Semua anak terlihat diam. Aku kira mereka diam karena pembicaraan
kami, ternyata tidak. Aku kaget saat melihat guru tadi masuk kembali ke kelas
ini. Aku kira tadi dia sudah pergi. Guru itu terdiam dengan
wajah tersenyum dan menggelengkan kepalanya. Saat melihat agak lama, Ia mengerutkan
dahinya. Aku menghadapkan tubuhku
ke arahnya dan menundukkan wajahku. Guru itu menyuruh Aku,
Lia, dan Gerombolan Amir untuk berdiri di sampingnya.

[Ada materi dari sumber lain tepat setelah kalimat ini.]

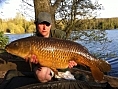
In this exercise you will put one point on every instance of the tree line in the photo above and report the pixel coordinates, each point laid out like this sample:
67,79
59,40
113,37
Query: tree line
20,25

“Anak-anak, jangan membeda-bedakan teman
kita. Kalau ada teman kalian yang belum bisa ya diajari. Kepintaran itu bisa
dimiliki semua orang, tapi teman.. susah.” Ucap Guru itu
Semua anak terlihat murung menatap ke bawah. Guru itu sempat menyuruh kami untuk saling meminta maaf, tapi Amir hendak
menolaknya dan berkata, “Itu urusanku.” Aku hanya terdiam. Amir terlihat pergi
entah kemana. Gerombolan yang bersama dengan Amir terlihat meminta maaf
kepadaku. Aku hanya berkata, “Aku sudah memaafkan kalian semua.” Mereka juga
berkata padaku kalau sebenarnya mereka tidak mau ikut-ikut masalah ini, tapi
mereka takut kepada Amir. Guru itu hanya tersenyum dan mengingatkan kembali
kata-katanya tadi lalu meninggalkan kami. Aku tidak tahu apakah amir masih akan
mengejekku atau tidak, itu bukan lagi urusanku. Aku akan fokus belajar agar aku
bisa berubah menjadi lebih baik dari yang sekarang. Mungkin bukan menjadi orang
yang pintar tapi orang yang cerdas juga sabar.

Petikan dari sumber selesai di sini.